We established a second factory and started the production there last October. This new facility will be focusing on the manufacturing of drip bags. We have been working at full capacity since February and we are now thinking of the next step. We currently have fourteen dedicated sales personnel who offer the opportunity to hospitals to order unique (customized) sets. This has created a large number of opportunities for us considering that professionals working in the field have approached us with this offer in mind as there is a strong desire for personalized sets. However, while sales and marketing are often the largest economic drivers, it is important that we produce products of the highest quality. I hold the opinion that research and development should remain rooted in Germany as Metallform has a duty to employ German people while utilizing the German winning mentality that is fundamental to our success.

We are growing both here and in Germany so our focus is on investing in new machinery to consolidate what we have and to get stronger. We are now represented around the globe. We have lately started to manufacture Compounding Machines in our German plant and our focus is to keep introducing new products into the markets.
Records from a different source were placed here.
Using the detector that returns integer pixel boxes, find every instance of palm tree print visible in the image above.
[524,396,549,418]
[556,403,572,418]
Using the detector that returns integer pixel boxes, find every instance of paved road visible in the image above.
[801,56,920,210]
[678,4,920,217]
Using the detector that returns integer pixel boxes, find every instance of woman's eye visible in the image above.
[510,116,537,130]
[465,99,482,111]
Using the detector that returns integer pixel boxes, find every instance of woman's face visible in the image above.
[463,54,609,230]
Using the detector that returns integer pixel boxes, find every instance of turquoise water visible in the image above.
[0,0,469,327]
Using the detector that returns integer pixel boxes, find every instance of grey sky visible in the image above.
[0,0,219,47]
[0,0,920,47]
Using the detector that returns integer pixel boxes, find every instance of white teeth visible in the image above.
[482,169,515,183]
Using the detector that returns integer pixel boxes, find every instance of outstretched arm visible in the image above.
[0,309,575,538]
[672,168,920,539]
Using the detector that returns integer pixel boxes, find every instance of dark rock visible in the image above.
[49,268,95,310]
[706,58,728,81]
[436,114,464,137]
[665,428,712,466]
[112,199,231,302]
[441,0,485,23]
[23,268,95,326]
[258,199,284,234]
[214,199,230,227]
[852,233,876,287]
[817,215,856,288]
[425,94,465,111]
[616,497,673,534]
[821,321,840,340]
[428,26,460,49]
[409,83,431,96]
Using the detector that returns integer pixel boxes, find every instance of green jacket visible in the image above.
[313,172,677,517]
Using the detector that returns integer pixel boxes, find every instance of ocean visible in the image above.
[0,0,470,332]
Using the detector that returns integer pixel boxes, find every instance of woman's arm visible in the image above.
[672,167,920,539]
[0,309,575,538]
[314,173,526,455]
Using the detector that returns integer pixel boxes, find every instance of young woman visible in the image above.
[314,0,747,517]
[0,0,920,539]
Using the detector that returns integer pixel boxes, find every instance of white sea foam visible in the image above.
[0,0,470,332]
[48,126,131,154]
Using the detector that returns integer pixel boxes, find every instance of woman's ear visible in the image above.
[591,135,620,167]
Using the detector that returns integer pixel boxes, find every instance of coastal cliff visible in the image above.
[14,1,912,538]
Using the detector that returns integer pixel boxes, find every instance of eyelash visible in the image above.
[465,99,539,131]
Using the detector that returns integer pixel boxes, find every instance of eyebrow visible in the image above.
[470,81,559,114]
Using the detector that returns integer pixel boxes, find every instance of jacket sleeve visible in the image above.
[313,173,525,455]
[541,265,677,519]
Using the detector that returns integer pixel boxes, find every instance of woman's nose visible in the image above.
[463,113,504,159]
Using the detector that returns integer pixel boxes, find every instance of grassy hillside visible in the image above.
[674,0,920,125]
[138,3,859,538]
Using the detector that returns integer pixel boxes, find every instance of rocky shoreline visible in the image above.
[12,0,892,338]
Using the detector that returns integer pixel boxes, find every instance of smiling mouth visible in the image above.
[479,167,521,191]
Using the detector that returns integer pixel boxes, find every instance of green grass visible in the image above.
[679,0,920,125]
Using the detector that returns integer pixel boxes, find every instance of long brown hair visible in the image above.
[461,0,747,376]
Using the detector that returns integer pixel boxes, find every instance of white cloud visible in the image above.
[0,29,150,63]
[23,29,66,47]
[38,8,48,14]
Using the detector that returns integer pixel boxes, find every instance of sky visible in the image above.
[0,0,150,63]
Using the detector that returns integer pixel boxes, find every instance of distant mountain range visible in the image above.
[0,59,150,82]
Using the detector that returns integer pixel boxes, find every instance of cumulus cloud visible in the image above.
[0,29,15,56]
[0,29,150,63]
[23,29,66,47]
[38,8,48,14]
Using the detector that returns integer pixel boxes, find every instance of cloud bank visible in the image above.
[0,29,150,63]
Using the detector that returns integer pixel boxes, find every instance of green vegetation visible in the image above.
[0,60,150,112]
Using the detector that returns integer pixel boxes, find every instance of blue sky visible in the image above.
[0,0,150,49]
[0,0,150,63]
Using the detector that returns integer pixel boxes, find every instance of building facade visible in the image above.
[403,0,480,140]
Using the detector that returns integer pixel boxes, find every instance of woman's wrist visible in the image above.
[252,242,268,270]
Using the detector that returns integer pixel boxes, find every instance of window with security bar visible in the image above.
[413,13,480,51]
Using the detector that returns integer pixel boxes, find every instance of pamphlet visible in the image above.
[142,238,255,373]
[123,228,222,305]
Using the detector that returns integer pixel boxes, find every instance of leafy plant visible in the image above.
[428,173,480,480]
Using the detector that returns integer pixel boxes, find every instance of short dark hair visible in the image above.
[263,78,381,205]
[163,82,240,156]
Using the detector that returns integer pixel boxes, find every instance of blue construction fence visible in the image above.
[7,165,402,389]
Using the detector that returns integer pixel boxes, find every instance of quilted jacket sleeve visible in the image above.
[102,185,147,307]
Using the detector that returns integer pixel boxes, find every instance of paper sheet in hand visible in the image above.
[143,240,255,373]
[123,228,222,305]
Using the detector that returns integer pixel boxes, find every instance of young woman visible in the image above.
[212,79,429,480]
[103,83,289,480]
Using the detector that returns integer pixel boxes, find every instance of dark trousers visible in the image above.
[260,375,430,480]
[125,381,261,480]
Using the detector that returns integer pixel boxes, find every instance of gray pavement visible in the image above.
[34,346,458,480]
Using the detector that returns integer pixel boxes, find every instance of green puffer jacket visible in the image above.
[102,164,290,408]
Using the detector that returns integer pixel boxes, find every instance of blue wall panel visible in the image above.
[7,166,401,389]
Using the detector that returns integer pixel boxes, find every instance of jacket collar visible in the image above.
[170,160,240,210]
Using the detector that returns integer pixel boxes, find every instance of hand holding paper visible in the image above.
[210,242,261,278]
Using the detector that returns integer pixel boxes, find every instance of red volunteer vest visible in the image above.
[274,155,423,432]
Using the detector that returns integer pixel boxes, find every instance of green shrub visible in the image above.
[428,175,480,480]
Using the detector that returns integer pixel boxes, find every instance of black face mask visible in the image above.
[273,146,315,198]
What objectives do you intend for Metallform to achieve in the next three to five years?

Overall our main objective is to create a strong and talented team and continue to grow the business. Due to the brain drain in Malta, we place particular significance on training and retaining our employees. Our company has a very hospitable environment to work in and I like to consider our employees as a family. I employ a diverse set of people and I am willing to train unskilled laborers. For example, our company employs the highest number of people with disability in Malta at a rate of 4.8 percent and we currently have eight different nationalities working in our company in Malta. This is partly related to Malta’s status as a holiday island which creates a very international environment. We also are employing two refugees. This strategy has worked well for us and as a company, we have never advertised for new employees as we are able to recruit through word of mouth alone.

What advice do you have for companies eager to enter the Maltese market?

My main advice is to consider the reality of doing business in Malta as a specific business activity may not be the best fit for the Maltese environment or the competition may be stronger. Secondly, considering the complex Maltese regulations, it would be important to collaborate with an expert accountant who can help navigate the regulatory framework and thoroughly understand this aspect of the business. The third advice would be to partner with an efficient freight company who can help you navigate tariffs, import tariffs and taxes. It is not necessary for you to do everything yourself as we have a strong range of service providers in the island. Finally, the key to success in Malta is to have a Maltese person running your operations. At the very least, it is important to have a Maltese person in human resource that can understand Malta’s unique culture and the different methods and processes here. It is important to create a team and in order to do that successfully, you need a person who understands the culture.